It feels to me like a lot of this is dogma. If the code is broken or needs more testing, that can be solved. But it’s orthogonal: the LLM can be used to implement the unit testing and fuzz testing that would beat this library into shape, if it’s not already there. It’s not about adding a human touch, it’s about pursuing completeness. And that’s true for all new projects going from zero to one, you have to ask yourself whether the author drove it to completeness or not. That’s always been true.

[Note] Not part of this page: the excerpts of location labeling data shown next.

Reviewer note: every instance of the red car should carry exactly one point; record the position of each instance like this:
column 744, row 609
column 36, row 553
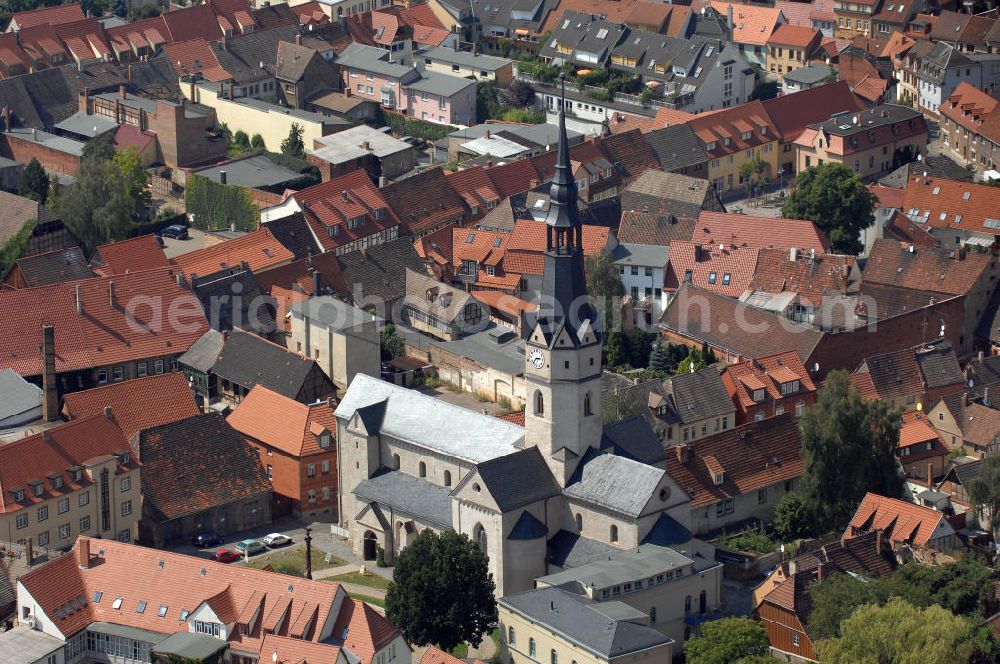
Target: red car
column 225, row 556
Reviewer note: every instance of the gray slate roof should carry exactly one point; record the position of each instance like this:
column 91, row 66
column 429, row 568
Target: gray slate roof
column 583, row 624
column 409, row 494
column 614, row 482
column 518, row 479
column 17, row 395
column 700, row 395
column 431, row 423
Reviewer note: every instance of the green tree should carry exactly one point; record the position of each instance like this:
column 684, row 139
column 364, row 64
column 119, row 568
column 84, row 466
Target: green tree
column 604, row 284
column 393, row 345
column 34, row 182
column 791, row 518
column 900, row 632
column 727, row 641
column 848, row 447
column 442, row 591
column 834, row 599
column 100, row 147
column 837, row 200
column 293, row 146
column 985, row 492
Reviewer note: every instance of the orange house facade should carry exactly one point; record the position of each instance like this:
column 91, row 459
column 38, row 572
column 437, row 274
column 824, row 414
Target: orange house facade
column 297, row 447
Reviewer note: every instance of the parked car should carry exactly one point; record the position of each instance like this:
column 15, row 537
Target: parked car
column 225, row 556
column 274, row 540
column 176, row 231
column 250, row 547
column 206, row 539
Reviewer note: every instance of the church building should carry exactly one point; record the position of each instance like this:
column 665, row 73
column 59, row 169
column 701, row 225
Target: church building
column 539, row 499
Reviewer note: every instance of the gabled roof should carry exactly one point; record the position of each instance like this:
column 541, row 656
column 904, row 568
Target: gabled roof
column 744, row 230
column 248, row 360
column 926, row 269
column 902, row 522
column 136, row 404
column 769, row 372
column 260, row 250
column 726, row 325
column 751, row 456
column 283, row 423
column 140, row 253
column 54, row 267
column 47, row 458
column 196, row 464
column 100, row 334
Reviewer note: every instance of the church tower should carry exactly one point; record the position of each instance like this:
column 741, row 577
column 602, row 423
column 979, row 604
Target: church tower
column 563, row 353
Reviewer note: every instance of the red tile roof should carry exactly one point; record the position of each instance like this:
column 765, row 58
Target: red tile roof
column 136, row 404
column 928, row 269
column 903, row 522
column 48, row 16
column 753, row 23
column 259, row 249
column 181, row 584
column 48, row 455
column 714, row 228
column 140, row 253
column 768, row 373
column 101, row 334
column 727, row 270
column 283, row 423
column 751, row 457
column 794, row 35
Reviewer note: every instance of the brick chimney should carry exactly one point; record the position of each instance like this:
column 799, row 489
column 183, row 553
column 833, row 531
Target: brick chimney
column 83, row 552
column 50, row 390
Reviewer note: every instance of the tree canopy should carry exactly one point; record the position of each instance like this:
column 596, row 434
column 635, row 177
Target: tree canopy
column 837, row 200
column 900, row 632
column 848, row 446
column 727, row 641
column 442, row 591
column 33, row 182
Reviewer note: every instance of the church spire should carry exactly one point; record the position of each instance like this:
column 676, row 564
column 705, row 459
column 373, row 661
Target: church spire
column 564, row 285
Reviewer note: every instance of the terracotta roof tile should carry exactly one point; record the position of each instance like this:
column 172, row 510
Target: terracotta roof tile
column 140, row 253
column 768, row 372
column 136, row 404
column 749, row 452
column 259, row 249
column 283, row 423
column 903, row 522
column 100, row 335
column 49, row 455
column 759, row 232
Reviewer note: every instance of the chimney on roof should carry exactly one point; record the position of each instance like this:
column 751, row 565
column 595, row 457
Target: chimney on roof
column 83, row 552
column 50, row 390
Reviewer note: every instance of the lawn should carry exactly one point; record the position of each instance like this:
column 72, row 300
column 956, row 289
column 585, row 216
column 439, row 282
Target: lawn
column 293, row 560
column 371, row 580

You want people to hedge their projects with disclaimers that it probably sucks and isn’t production worthy. You want them to fess up to the fact that they cheated, or something. But they’re giving it away for free! You can just not use it if you don’t want to! They owe you nothing, not even a note in the readme. And you don’t deserve more or less hacker points depending on whether you used a tool to generate the code or whether you wrote it by hand, because hacker points don’t exist, because the value of all of this is (and always will be) subjective.

To the extent that the modern tools and models can’t oneshot anything, they’re going to keep improving. And it doesn’t seem to me like there’s any identifiable binary event on the horizon that would make you change your mind about this. You’re just against LLMs, and that’s the way it is, and there’s nothing that anyone can do to change your mind?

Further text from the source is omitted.